Мрак. Только ночь поет свою песню голода и одиночества. Только дождь без жалости хлещет холодными струями окоченевшие ветки. Он прячет от глаз Далекие Огни Неба. И даже Великий Охотник не может насладиться их ясным и призрачным светом. Но Великий Охотник уже знает: дождь не враг. Великому Охотнику помогают всё. Даже дождь. Нужно только чутко ловить каждый звук жизни в холодных струях. Нужно только не пропустить запах добычи мимо жадных ноздрей. Нужно только сжать всю свою силу в один мощный рывок и острые зубы пронзят беззащитную кожу жертвы. И кровь добычи сольется с Его губами. И сделает их алыми и солёными. И ужас вспыхнет в умирающем взгляде добычи. И, отдав Ему свое тепло, продлив его жизнь своей смертью, она пойдет искать длинную тропу к Далеким Холодным Огням Неба. Там, среди Огней они еще встретятся, когда-нибудь.

Звуки. Они ласкают слух. Они предупреждают о беде и помогают найти еду. Звук - всегда первый предвестники добычи. Он любит звуки. Звуки не поводили Его никогда. Им можно доверять, как своей руке, как пламени костра, как острым кольям у входа в Его логово, как верному другу.

Запах. Запах не друг и не враг. Запах живет сам по себе. Сквозь дождь он течет вяло и лениво. Запах размокает под струями и без сил ложится на землю умирать. Великий Охотник любит запах, но не доверяет ему. Сильный ветер может кинуть в ноздри весть о добыче, до которой нужно идти от заката солнца до его нового восхода. Даже слабый ветер способен украсть запах добычи, спящей на расстоянии одного броска. Великий Охотник доверяет только запаху крови. Крови уже убитой жервы. Крови, которая течет по Его губам в Его чрево.

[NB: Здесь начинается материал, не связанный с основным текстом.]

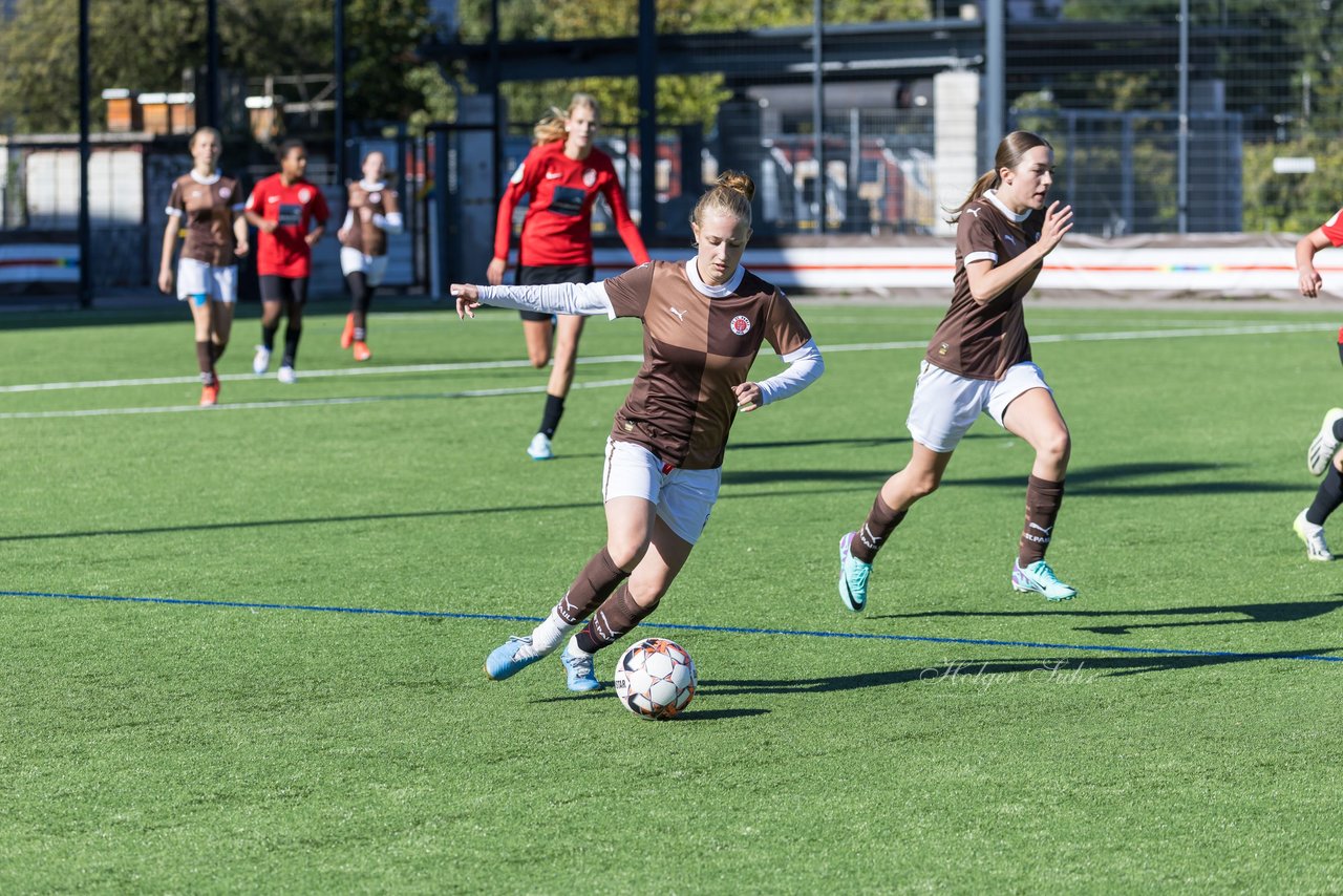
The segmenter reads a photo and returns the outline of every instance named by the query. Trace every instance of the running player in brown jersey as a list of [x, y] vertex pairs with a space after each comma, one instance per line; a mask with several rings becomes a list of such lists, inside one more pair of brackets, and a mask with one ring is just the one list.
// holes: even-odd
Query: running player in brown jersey
[[[745, 175], [719, 177], [694, 207], [698, 251], [686, 262], [649, 262], [603, 283], [453, 285], [458, 314], [485, 302], [643, 321], [643, 367], [606, 443], [606, 547], [532, 634], [490, 653], [490, 678], [552, 653], [588, 619], [563, 662], [571, 690], [599, 688], [592, 654], [657, 609], [709, 521], [737, 411], [788, 398], [821, 376], [821, 352], [787, 297], [741, 266], [753, 192]], [[788, 367], [751, 383], [764, 343]]]
[[340, 269], [349, 286], [351, 310], [345, 316], [341, 348], [355, 348], [355, 360], [373, 356], [368, 348], [368, 305], [387, 274], [387, 235], [402, 232], [396, 191], [388, 187], [387, 159], [376, 149], [360, 165], [364, 179], [349, 185], [345, 223], [340, 239]]
[[177, 231], [187, 240], [177, 261], [177, 298], [191, 306], [196, 324], [196, 361], [200, 365], [200, 404], [219, 400], [215, 364], [228, 347], [238, 302], [238, 258], [247, 254], [247, 222], [242, 216], [243, 197], [238, 181], [224, 177], [215, 165], [224, 144], [214, 128], [201, 128], [187, 144], [191, 172], [172, 184], [168, 199], [168, 226], [164, 228], [163, 257], [158, 262], [158, 289], [172, 293], [172, 253]]
[[866, 606], [877, 551], [915, 501], [937, 488], [951, 453], [982, 412], [1035, 450], [1013, 588], [1049, 600], [1077, 594], [1045, 563], [1072, 442], [1044, 373], [1030, 360], [1022, 314], [1022, 300], [1045, 255], [1073, 226], [1072, 206], [1060, 208], [1054, 201], [1045, 208], [1053, 169], [1054, 150], [1046, 140], [1013, 132], [998, 144], [994, 169], [952, 214], [954, 292], [915, 384], [907, 420], [913, 454], [881, 486], [862, 527], [839, 540], [839, 598], [849, 610]]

Звук зовет Великого Охотника и Великий Охотник откликается на зов. Он идет к звуку. Идет осторожно, бесшумно раздвигая дождь. Ноги Его мягко встречают неверную размокшую землю и так же нежно с ней расстаются. Руки Его напряжены и готовы вступить в смертельную схватку. Глаза Его ищут добычу и находят. Три тени шатаясь, плывут в серой пелене дождя. Три тени приближаются к Великому Охотнику. Он видит их злые лица. Он различает их взбешенные взгляды. Он вслушивается в их громкие голоса. Это снова существа, похожие на него, но не принадлежащие его племени. Таких Он уже встречал не раз на охотничьей тропе. Эти существа легко расстаются с жизнью. В них много теплой крови. Они плохие охотники. Они хорошая, вкусная и сытная еда. Такая, какую любит Его чрево.